Granting LLMs direct control over costly, irreversible scientific experiments leads to unsafe exploration and unstable performance, but discarding LLM creativity entirely sacrifices significant optimization potential. We introduce CARE (Controlling LLM-Generated Policies through Auditable Review of Evidence in Scientific Experimentation), an auditable controller for high-throughput experimentation (HTE) optimization that keeps a non-LLM incumbent optimizer as the default action path while using LLMs to revise challenger ranking policies. Before each outcome is revealed, a public-evidence intervention gate compares the challenger with the incumbent. It authorizes the challenger's selection only when the evidence available before selection supports the change, with the decision recorded in the audit log. CARE outperforms all other evaluated methods on Minerva/Olympus and ChemLex benchmarks, with final-best improving from 80.0 to 88.5 on Minerva/Olympus and from 83.9 to 92.1 on ChemLex, relative to the public incumbent. Our experiments indicate that LLM self-evolution is more reliable when it expands the proposal space under an auditable controller, rather than directly choosing experiments.

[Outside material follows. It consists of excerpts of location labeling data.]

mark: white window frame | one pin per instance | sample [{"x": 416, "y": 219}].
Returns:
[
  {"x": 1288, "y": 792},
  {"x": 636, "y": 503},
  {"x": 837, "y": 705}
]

翻译：摘要：允许大语言模型直接控制代价高昂且不可逆的科学实验会导致不安全的探索和不稳定的性能，但完全舍弃大语言模型的创造力则会牺牲巨大的优化潜力。我们提出CARE（通过科学实验证据的可审计审查控制大语言模型生成的策略），这是一种用于高通量实验优化的可审计控制器，它保留非大语言模型现有优化器作为默认动作路径，同时利用大语言模型修订挑战者排序策略。在每个实验结果揭晓前，公共证据干预门将挑战者与现有方案进行比较。仅当选择前可获得的证据支持该变更时，才授权选择挑战者，并将决策记录在审计日志中。在Minerva/Olympus和ChemLex基准上，CARE优于所有其他评估方法，与公共现有方案相比，在Minerva/Olympus上的最终最优值从80.0提升至88.5，在ChemLex上从83.9提升至92.1。我们的实验表明，当大语言模型在可审计控制器下扩展提议空间而非直接选择实验时，其自我进化更为可靠。